As Law&Crime has reported, the amici were earlier granted leave to file briefs for and against Trump’s motion to dismiss. Trump maintains that Smith is unlawfully funded and unlawfully appointed as special counsel. In May, Cannon invited the non-parties to the case to request permission to participate in oral argument at the hearing provided that they made those requests by June 3. Each party did so.

As a result, Blackman, a constitutional law professor, will appear on behalf of law professor Seth Barrett Tillman and the Landmark Legal Foundation to make the case that Smith is not an “officer of the United States,” but a “mere ’employee’” whose “appointment is inconsistent with the separation of powers and political accountability.”

Schaerr will take the position that the special counsel is a “principal officer” whose appointment by U.S. Attorney General Merrick Garland required Senate confirmation, not an “inferior officer” under the Constitution. These amici also include Federalist Society co-founder and Northwestern University law professor Steven Calabresi, Boston University law professor Gary Lawson, and the group Citizens United.

“Smith does not have authority to prosecute this case,” their brief argued. “Those actions can be taken only by persons properly appointed as federal officers to properly created federal offices. But neither Smith nor the position of Special Counsel under which he purportedly acts meets those criteria. He wields tremendous power, answerable to no one.
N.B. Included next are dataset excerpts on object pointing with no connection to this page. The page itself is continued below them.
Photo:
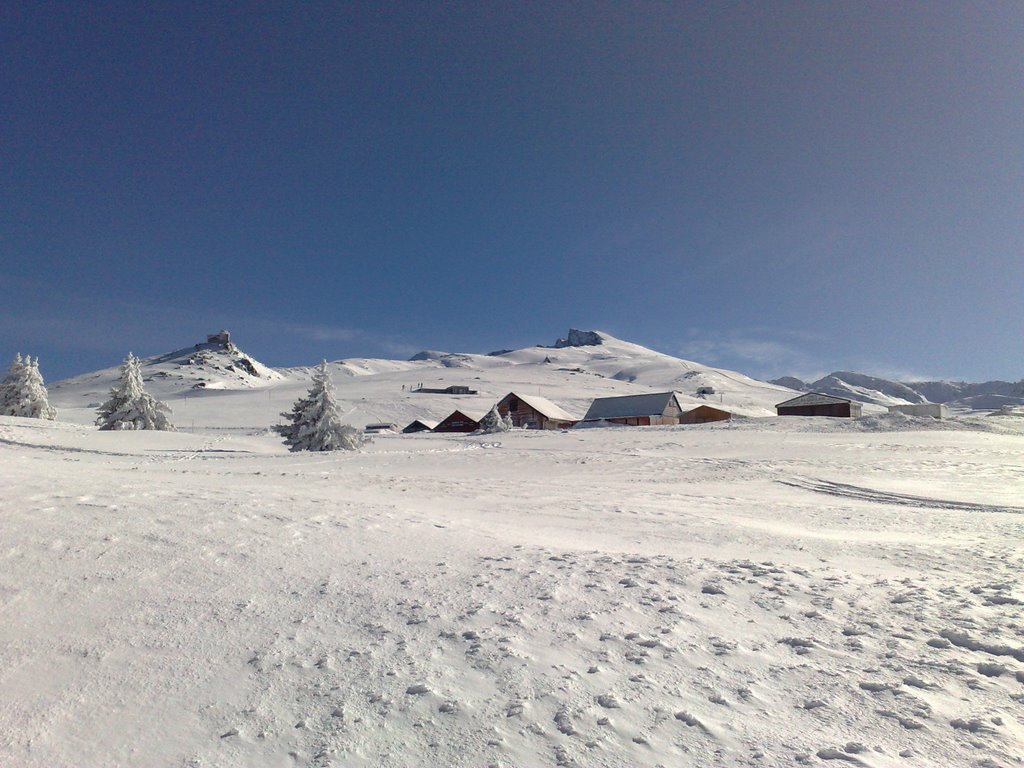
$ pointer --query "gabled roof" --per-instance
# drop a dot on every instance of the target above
(472, 414)
(814, 398)
(544, 407)
(631, 406)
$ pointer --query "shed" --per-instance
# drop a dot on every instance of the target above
(637, 410)
(534, 412)
(459, 421)
(380, 427)
(420, 425)
(705, 414)
(817, 403)
(934, 410)
(454, 389)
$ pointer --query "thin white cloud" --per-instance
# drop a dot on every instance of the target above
(757, 352)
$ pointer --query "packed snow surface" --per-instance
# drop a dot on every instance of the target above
(767, 592)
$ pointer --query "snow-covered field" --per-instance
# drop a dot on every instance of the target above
(762, 593)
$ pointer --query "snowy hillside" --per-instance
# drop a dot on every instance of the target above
(769, 592)
(958, 395)
(215, 386)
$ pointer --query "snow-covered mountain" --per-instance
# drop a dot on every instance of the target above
(214, 384)
(989, 395)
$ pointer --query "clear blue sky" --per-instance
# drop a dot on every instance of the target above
(773, 187)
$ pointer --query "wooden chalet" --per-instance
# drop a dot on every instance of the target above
(636, 410)
(459, 421)
(419, 425)
(704, 415)
(534, 412)
(817, 403)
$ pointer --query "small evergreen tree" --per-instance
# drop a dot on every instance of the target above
(23, 392)
(494, 422)
(314, 422)
(130, 407)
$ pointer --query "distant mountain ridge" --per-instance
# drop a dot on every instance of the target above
(215, 385)
(987, 395)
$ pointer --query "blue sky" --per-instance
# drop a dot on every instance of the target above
(773, 187)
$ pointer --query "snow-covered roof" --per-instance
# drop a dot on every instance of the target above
(544, 407)
(630, 406)
(428, 423)
(814, 398)
(473, 414)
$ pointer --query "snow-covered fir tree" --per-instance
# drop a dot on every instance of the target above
(494, 422)
(314, 422)
(23, 392)
(130, 407)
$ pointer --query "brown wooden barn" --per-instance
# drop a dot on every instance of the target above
(534, 412)
(459, 421)
(817, 403)
(636, 410)
(705, 414)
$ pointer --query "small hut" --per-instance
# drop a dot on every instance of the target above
(705, 414)
(534, 412)
(636, 410)
(420, 425)
(817, 403)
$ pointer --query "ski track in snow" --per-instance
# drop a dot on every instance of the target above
(845, 491)
(619, 598)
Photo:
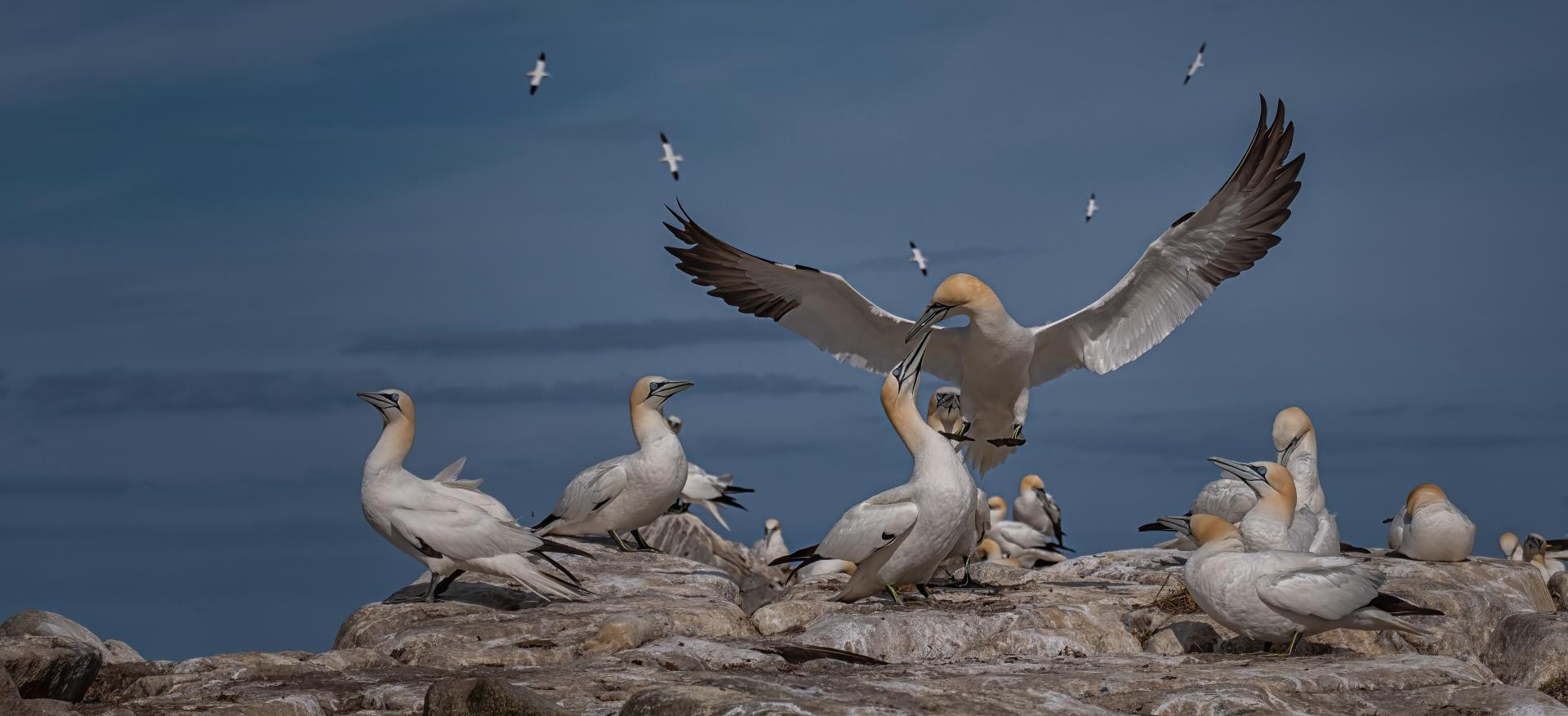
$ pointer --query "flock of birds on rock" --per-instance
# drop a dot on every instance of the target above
(1266, 552)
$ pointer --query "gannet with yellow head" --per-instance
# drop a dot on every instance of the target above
(995, 359)
(630, 491)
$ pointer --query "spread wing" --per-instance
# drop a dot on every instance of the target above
(1181, 269)
(819, 306)
(463, 533)
(1329, 588)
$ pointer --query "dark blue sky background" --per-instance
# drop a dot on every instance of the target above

And that is a serious problem for the rule of law — whatever one may think of former President Donald Trump or the conduct Smith challenges in the underlying case.”

Seligman will be the lone attorney other than Smith to make the argument that the special counsel was lawfully appointed and is an “inferior officer” whose “appointment Congress may vest in the Attorney General” and who still answers to — and may be removed by — Garland despite his independent role. Seligman is representing Donald Ayer, former U.S. deputy attorney general under then President George H.W. Bush, conservative lawyer and Trump critic George Conway, former U.S. Attorney Patrick Fitzgerald, former Acting U.S. Attorney General Stuart Gerson, Watergate era prosecutor Philip Lacovara, former FEC Chairman Trevor Potter, former New Jersey Gov. Christine Todd Whitman, and Harvard law professor emeritus and Trump critic Laurence Tribe.

Smith, for his part, has called Trump’s move to dismiss the case on these grounds recycled and doomed to fail.

“Neither Trump’s challenge nor the Meese Amicus’s additional theories are novel or meritorious; to the contrary, every court that has considered them has rejected them — including authoritative decisions by the Supreme Court,” Smith wrote in March.

“Under governing authority, the Special Counsel is an ‘inferior Officer’ who may be appointed by the head of a department because he is subject to supervision and oversight by the Attorney General,” he added. “That conclusion is confirmed by cases addressing prosecutors vested with authority comparable to the Special Counsel.”

In late May, Cannon additionally “directed” Trump’s defense and Smith to file briefs by June 11 on “what impact, if any, the Supreme Court’s decision in Consumer Financial Protection Bureau v. Community Financial Services Association of America, Ltd.” has on the defendant’s claims that Smith is unlawfully funded.